Analysis: The story opens with a prologue. Many publishers are looking askance at that these days, but I figure, if the story needs a glimpse of some past event, that’s cool, so I don’t mind. But this prologue begins in past perfect, and I’m already thinking WTF? I mean, if the POV character of the prologue needs to start somewhere further back in time, why not just start the prologue there? At that deeper past point? But then, to make it even more confusing, in her past perfect remembrance, she drops even further back into a flashback, and I’m still on the first page, with my temporal elastic wound so tight that I come unstuck in time. I can’t tell when I am, or when she is, or which when she wants to be in. And somewhere in all that temporal double-think, my immersion bubble popped.

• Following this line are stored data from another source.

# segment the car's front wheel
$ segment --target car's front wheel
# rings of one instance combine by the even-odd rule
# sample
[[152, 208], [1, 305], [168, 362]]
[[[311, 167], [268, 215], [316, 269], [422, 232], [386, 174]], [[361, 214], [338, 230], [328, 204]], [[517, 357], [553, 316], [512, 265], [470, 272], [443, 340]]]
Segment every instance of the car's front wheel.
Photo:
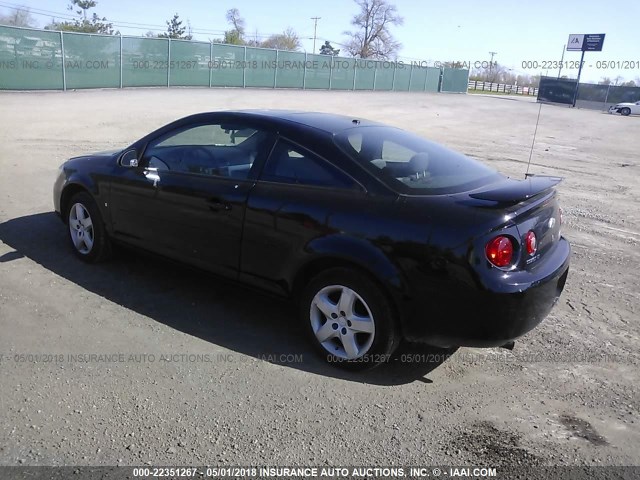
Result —
[[626, 117], [627, 115], [631, 115], [631, 109], [629, 107], [621, 108], [620, 113]]
[[67, 225], [74, 253], [85, 262], [95, 263], [111, 254], [102, 215], [88, 193], [76, 193], [68, 203]]
[[385, 363], [400, 342], [387, 295], [356, 270], [335, 268], [315, 277], [302, 294], [300, 315], [316, 350], [343, 368]]

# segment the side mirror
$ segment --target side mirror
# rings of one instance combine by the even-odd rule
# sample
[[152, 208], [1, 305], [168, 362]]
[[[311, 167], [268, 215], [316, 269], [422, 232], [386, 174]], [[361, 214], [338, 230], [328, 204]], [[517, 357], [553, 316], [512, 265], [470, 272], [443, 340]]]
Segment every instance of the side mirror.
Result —
[[120, 156], [119, 163], [122, 167], [136, 168], [138, 166], [138, 152], [127, 150]]

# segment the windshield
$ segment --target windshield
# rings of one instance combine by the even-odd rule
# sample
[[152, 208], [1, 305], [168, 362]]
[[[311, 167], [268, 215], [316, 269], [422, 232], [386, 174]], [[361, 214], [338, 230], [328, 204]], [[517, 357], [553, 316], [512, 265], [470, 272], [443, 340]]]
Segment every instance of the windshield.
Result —
[[392, 127], [356, 127], [335, 137], [350, 157], [399, 193], [458, 193], [501, 175], [461, 153]]

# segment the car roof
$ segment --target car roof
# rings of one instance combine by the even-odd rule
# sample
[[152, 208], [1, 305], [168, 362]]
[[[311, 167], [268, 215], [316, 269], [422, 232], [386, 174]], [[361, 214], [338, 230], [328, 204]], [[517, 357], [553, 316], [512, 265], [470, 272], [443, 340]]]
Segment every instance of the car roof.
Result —
[[225, 113], [247, 115], [273, 121], [274, 123], [296, 123], [316, 128], [327, 133], [338, 133], [348, 128], [363, 126], [386, 126], [358, 116], [335, 113], [305, 112], [300, 110], [230, 110]]

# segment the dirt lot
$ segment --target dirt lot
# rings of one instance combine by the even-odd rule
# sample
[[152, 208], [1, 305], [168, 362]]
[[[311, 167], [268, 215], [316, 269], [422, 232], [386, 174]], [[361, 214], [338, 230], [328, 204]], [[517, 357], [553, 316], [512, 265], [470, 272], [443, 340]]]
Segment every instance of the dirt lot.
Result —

Analysis: A large part of those temporal fugues was the protagonist reviewing her memories of the factors that had led her to her current situation, and as regular followers will know, this is one of those opening clichés that I am particularly sensitive to. Even if people did regularly take an inventory of the series of bad luck that brought them to the current moment, it’s still a dubious way to open a story, because I am not yet invested in the character, so it just comes across as some random stranger whining at me about their dratted luck. Definitely not the way to get me to sympathize with their plight. After all, whining isn’t exactly heroic. But it does break immersion.
Analysis: So we have a force of roughly 800 soldiers and support personnel traipsing through hostile mountain terrain… And apparently they’re carrying firewood with them? A “triple load” no less, that they requisitioned before leaving home base. Somewhere at least back down the mountain, if not farther. 26 days ago. When I read that, I stopped short. Really? They hauled a month’s worth of firewood for 800 people through a frozen forested mountain terrain? Why? I assumed I must have missed something important, so I went back and checked. But the text backs me up. 800 people. Treed mountain terrain. 26 days. And a triple requisition of firewood that is now running out.
My mind boggles at how much wood that would require, which would now require more people to manage, which would require more wood, etc. I’m sure this is not a crucial point for the story, and if I were not counting immersion pops, I would probably have cut the author some slack here and kept reading a while longer, but the treadmill is a rigid task-master. Three pops and the clock stops.